Shafiulla Syed's Technical Blog.: 2018

Tuesday, July 3, 2018

Unable to open device "/dev/sdab1": Device or resource busy during oracleasm disk creation.

Resource or device busy issue when creating the ASM disks at OS level usign RAW disks provided from NETAPP Storage.

Issue:- Oracle ASM disks labeling failed for one of the Multi path RAW device which was provided from NETAPP storage as below

All the provided LUNs got mounted on DB Servers using below commands.

echo "- - -" > /sys/class/scsi_host/host1/scan

echo "- - -" > /sys/class/scsi_host/host2/scan

Once the disks got appeared at OS level in both nodes (2-Node RAC DB Server) the actual issue encountered.

[root@ebsdbser01 mapper]# fdisk -l /dev/sds

Disk /dev/sds: 214.7 GB, 214748364800 bytes

255 heads, 63 sectors/track, 26108 cylinders

Units = cylinders of 16065 * 512 = 8225280 bytes

Sector size (logical/physical): 512 bytes / 4096 bytes

I/O size (minimum/optimal): 4096 bytes / 65536 bytes

Disk identifier: 0x40402c59

Device Boot Start End Blocks Id System

/dev/sds1 1 26108 209712478+ 83 Linux

Partition 1 does not start on physical sector boundary.

[root@ebsdbser01 mapper]# fdisk -l /dev/sdab

Disk /dev/sdab: 214.7 GB, 214748364800 bytes

255 heads, 63 sectors/track, 26108 cylinders

Units = cylinders of 16065 * 512 = 8225280 bytes

Sector size (logical/physical): 512 bytes / 4096 bytes

I/O size (minimum/optimal): 4096 bytes / 65536 bytes

Disk identifier: 0x40402c59

Device Boot Start End Blocks Id System

/dev/sdab1 1 26108 209712478+ 83 Linux

Partition 1 does not start on physical sector boundary.

[root@ebsdbser01 mapper]# oracleasm createdisk FLASH01 /dev/sdab1

Unable to open device "/dev/sdab1": Device or resource busy

Work Around:-

As a work around, the Mapper device was taken for logical partitioning (fdisk) instead of its related one of the raw device path and then partprobe was used after partitioned.
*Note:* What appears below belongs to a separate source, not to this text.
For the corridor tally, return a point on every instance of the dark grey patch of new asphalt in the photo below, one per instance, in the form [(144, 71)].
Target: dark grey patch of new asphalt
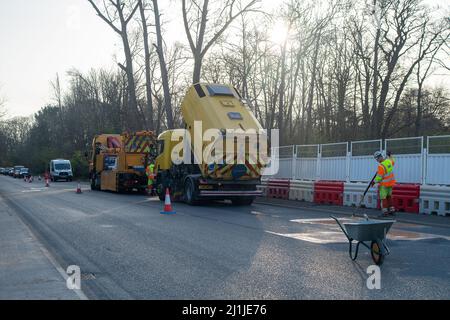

Finally all the dependent mutipaths got logically partitioned. And the ASM DISKS labelling successfully completed on both 2 node DB servers.

[root@ebsdbser01 mapper]# multipath -ll mpathe

mpathe (3600a098038303778462b49533170412f) dm-14 NETAPP,LUN C-Mode

size=200G features='4 queue_if_no_path pg_init_retries 50 retain_attached_hw_handle' hwhandler='0' wp=rw

|-+- policy='round-robin 0' prio=50 status=active

| |- 1:0:1:200 sds 65:32 active ready running

| `- 2:0:0:200 sdab 65:176 active ready running

`-+- policy='round-robin 0' prio=10 status=enabled

|- 1:0:0:200 sdj 8:144 active ready running

`- 2:0:1:200 sdak 66:64 active ready running

[root@ebsdbser01 mapper]# partprobe /dev/mapper/mpathe

[root@ebsdbser01 mapper]# ls -ltr /dev/mapper/mpathe*

lrwxrwxrwx. 1 root root 8 Jul 3 15:46 /dev/mapper/mpathep1 -> ../dm-24

lrwxrwxrwx. 1 root root 8 Jul 3 15:46 /dev/mapper/mpathe -> ../dm-14

[root@ebsdbser01 mapper]# oracleasm createdisk FLASH01 /dev/mapper/mpathep1

Writing disk header: done

Instantiating disk: done

[root@ebsdbser01 mapper]# oracleasm querydisk -d FLASH01

Disk "FLASH01" is a valid ASM disk on device [251,24]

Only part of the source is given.